When the committee took up the matter again this Thursday, the vote split directly along party lines. Seven Republicans voted in favor of confirmation; five Democrats took the unusual step of voting against Four senators were absent.
"It's the Democrats' way of expressing anger over the President's economic priorities." an aide to Sen. Alan Cranston (D-Calit) who registered a "no" vote-said earlier this week.
But the minority carried their protests beyond the simple vote. The matter should have proceeded directly to the Senate floor yesterday, where it most likely would have breezed through. The minority, however, took advantage of a rarely used procedure, asking for a written report on the nomination.
That request--which aides said would take a few days to fill-effectively prevented the confirmation from reaching the Senate floor yesterday. When the Senators adjourned early this morning, they had not considered it.
Reagan may make Feldstein temporary official chairman by using an obscure constitutional provision allowing appointments during a Senate recess, a CEA staffer said. But a White House spokesman refused to discuss that possibility yesterday, saying only "we hope that Professor Feldstein will be confirmed this afternoon."
Should Reagan exercise such authority, the Senate would still have to approve the appointment in its lame duck session.
Whenever the vote does come up, nobody predicts Feldstein will lose.
The Senate has apparently not flustered Feldstein, who was unavailable for comment yesterday. "Marty understands politics," one assistant said.
The whole complication has little more than symbolic importance anyway, since Feldstein and his crew--confident of eventual approval--have already taken over the office.
Feldstein, who will most likely get a two-year leave from the University, has been working in the White House since Labor Day. He has, according to a chief council aide who asked not to be identified, been actively involved in formulating preliminary economic forecasts and providing advice to the President on several policy matters.
Equally involved is a core of Harvard aides. Laurence H. Summers, professor of Economics--who was tenured just this summer after leaving MIT--is Feldstein's chief aide on the domestic economic policy.

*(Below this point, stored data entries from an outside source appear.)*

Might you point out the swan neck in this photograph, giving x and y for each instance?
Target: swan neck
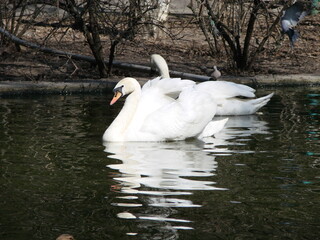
(118, 128)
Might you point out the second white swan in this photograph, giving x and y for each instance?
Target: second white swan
(225, 94)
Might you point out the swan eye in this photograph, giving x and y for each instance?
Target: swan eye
(119, 89)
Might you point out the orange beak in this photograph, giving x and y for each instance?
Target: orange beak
(115, 98)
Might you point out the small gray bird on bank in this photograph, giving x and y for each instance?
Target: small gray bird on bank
(291, 17)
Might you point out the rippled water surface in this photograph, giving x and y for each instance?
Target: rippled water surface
(257, 179)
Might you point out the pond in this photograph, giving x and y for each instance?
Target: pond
(257, 179)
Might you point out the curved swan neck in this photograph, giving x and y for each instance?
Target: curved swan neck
(116, 131)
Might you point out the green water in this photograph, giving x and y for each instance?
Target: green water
(258, 179)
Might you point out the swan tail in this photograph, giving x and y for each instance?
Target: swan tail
(212, 128)
(260, 102)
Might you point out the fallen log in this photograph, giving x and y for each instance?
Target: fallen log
(117, 64)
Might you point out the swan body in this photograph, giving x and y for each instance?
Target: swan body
(225, 94)
(152, 114)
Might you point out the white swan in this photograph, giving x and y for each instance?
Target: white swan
(225, 94)
(151, 114)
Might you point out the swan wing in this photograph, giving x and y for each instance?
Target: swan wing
(167, 86)
(184, 118)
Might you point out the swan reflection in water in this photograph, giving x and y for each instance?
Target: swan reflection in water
(159, 174)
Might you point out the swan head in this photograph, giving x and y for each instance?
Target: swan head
(124, 87)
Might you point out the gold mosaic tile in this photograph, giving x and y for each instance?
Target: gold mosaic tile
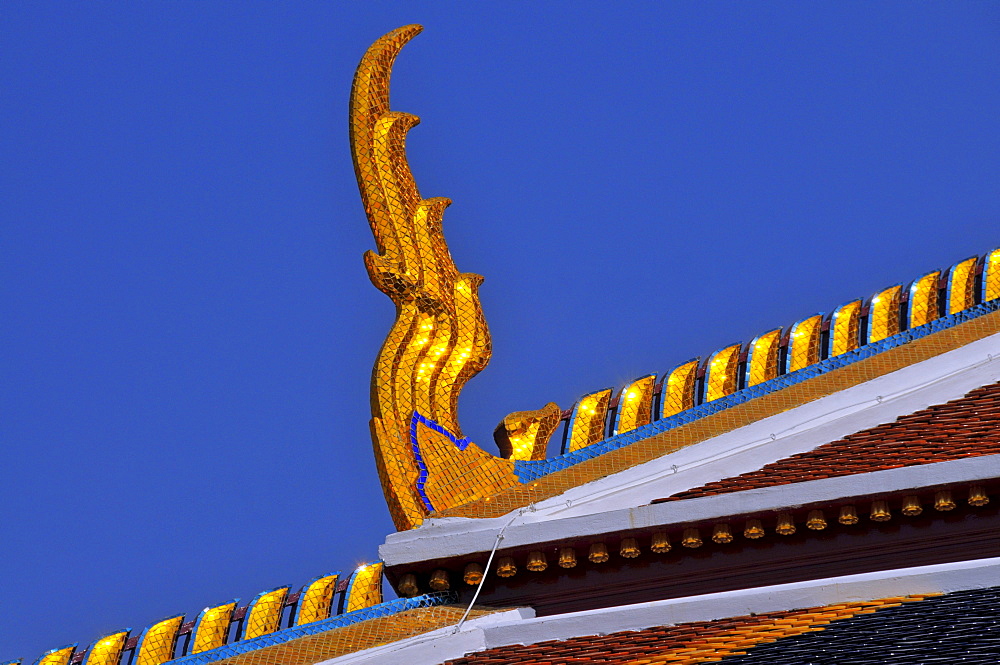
(349, 639)
(734, 417)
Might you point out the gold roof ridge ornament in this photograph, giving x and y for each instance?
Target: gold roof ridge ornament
(439, 339)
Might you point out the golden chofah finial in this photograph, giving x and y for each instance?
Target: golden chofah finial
(439, 339)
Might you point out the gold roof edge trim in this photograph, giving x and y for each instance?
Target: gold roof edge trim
(439, 340)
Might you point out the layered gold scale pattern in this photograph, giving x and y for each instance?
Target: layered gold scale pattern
(440, 339)
(357, 637)
(733, 418)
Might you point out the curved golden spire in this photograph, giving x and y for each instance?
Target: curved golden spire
(439, 339)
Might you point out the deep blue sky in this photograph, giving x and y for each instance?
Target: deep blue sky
(188, 328)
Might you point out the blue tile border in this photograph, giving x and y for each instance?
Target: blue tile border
(288, 634)
(528, 471)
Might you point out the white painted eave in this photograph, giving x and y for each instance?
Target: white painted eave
(610, 503)
(456, 537)
(522, 627)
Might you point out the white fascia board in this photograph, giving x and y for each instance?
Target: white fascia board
(522, 627)
(468, 536)
(435, 646)
(937, 380)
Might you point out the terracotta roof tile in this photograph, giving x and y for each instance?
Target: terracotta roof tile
(965, 427)
(699, 642)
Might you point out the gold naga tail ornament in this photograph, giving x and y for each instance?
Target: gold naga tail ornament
(439, 339)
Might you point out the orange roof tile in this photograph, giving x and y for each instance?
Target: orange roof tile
(965, 427)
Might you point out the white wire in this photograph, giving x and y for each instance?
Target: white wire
(486, 571)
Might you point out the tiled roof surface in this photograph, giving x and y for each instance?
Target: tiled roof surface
(965, 427)
(961, 627)
(703, 641)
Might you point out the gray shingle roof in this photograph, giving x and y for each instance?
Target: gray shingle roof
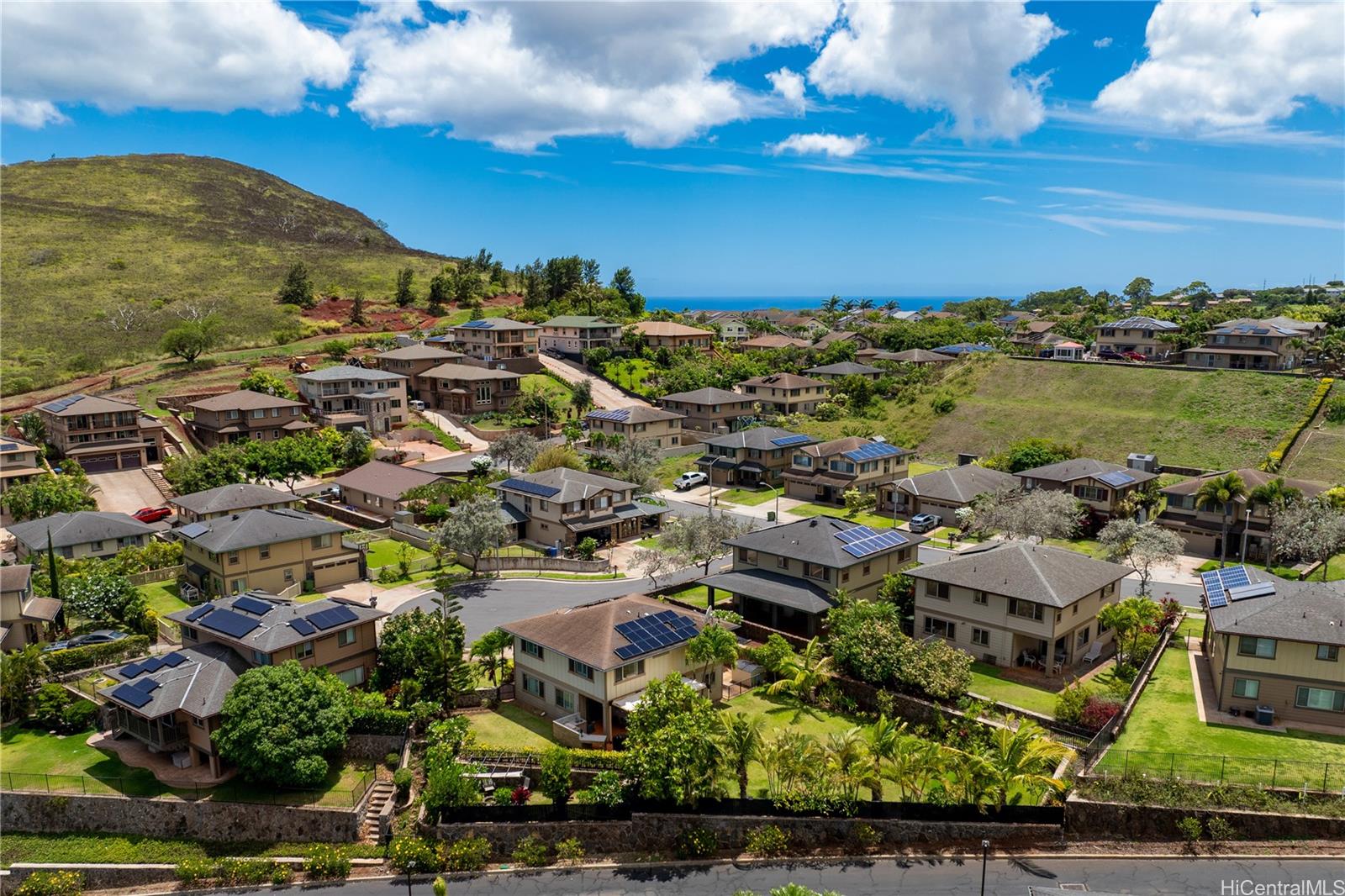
(1052, 576)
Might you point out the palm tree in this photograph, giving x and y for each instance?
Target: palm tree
(1277, 495)
(1221, 492)
(740, 741)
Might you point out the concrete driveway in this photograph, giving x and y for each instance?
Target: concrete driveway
(125, 492)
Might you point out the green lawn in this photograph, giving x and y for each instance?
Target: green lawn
(511, 725)
(990, 681)
(1165, 737)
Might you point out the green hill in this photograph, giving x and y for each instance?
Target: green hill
(101, 255)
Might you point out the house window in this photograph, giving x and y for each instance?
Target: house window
(1320, 698)
(1259, 647)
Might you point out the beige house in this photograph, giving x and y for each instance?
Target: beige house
(784, 393)
(245, 414)
(1203, 528)
(587, 667)
(824, 472)
(1273, 643)
(1012, 603)
(103, 434)
(784, 577)
(269, 551)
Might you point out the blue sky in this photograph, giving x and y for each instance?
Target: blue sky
(916, 150)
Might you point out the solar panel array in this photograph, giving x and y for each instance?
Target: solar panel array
(861, 541)
(530, 488)
(654, 633)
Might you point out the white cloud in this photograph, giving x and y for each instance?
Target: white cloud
(789, 85)
(957, 57)
(518, 76)
(820, 145)
(1232, 65)
(212, 57)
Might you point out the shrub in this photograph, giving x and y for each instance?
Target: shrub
(767, 840)
(468, 853)
(530, 851)
(327, 862)
(569, 851)
(697, 842)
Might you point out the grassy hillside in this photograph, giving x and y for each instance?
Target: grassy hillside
(85, 241)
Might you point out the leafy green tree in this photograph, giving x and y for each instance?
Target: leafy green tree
(280, 724)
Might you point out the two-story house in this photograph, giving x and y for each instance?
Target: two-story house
(565, 506)
(1136, 334)
(103, 434)
(639, 423)
(786, 577)
(751, 458)
(587, 667)
(1277, 645)
(1012, 603)
(346, 397)
(467, 389)
(709, 410)
(576, 334)
(824, 472)
(1203, 528)
(1100, 486)
(245, 414)
(784, 393)
(171, 703)
(269, 551)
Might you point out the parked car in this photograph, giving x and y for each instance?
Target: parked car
(101, 636)
(152, 514)
(690, 481)
(923, 522)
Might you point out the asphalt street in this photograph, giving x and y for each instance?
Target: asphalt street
(916, 876)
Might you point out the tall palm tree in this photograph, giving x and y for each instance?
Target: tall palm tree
(740, 741)
(1277, 495)
(1221, 492)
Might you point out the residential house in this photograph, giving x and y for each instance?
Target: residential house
(24, 619)
(1248, 521)
(784, 393)
(272, 551)
(751, 458)
(709, 410)
(244, 416)
(85, 533)
(639, 423)
(467, 389)
(1279, 645)
(1137, 334)
(576, 334)
(1012, 603)
(945, 492)
(672, 335)
(19, 461)
(824, 472)
(847, 369)
(377, 488)
(103, 434)
(786, 577)
(565, 506)
(346, 397)
(1100, 485)
(587, 667)
(229, 499)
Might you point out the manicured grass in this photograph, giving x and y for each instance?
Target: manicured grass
(511, 725)
(1165, 724)
(990, 681)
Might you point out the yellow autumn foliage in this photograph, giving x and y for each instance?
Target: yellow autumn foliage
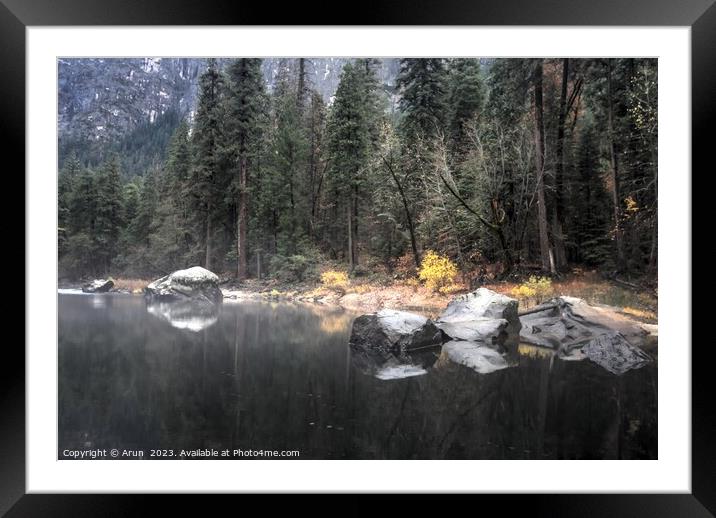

Three of Feldstein's graduate students are working as staff assistants on taxes and labor.
Under Feldstein's predecessor--Murray Wiedenbaum--the CEA had apparently lost influence in the Administration. Wiedenbaum was reportedly uncomfortable with Reagan's massive defense expenditures and the subsequent large budget deficits.
The day after Wiedenbaum left in July--ostensibly so he could return to Washington University in St. Louis to teach--he publicly criticized the weapons appropriations.
Feldstein too has some differences with the Administration. He has been critical of the large deficits, and at one point argued that the third stage of Reagan's three-year income tax cut should be deferred. Even at his confirmation hearings he changed the White House, forecasting next year's growth rate at one full percentage point below the government's figures.
But one aide--who worked under Wiedenbaum and is now working for Feldstein--said that the Harvard professor may be able to exert more influence. Although he refused to comment on Feldstein's first three weeks on the job, Laurence Lindsay, a staff economist, noted that Feldstein's economic specialty places him in a better position to advise the President. He noted that Wiedenbaum's fields of expertise were defense spending and regulation. The first put him at odds with his boss. The second, while important, was not at the forefront of the Reagan program. "If you look at a list of Feldstein's publications, he has written about every general area of taxes and every general area of social spending," Lindsay added.
Feldstein has attained national prominence, not only through such publications, but also as head of the prestigious Cambridge-based consulting firm, the National Bureau of Economic Research. He was reportedly offered the CEA chairmanship when Reagan first took office two years ago, but turned it down to help complete a major bureau study on capital formation.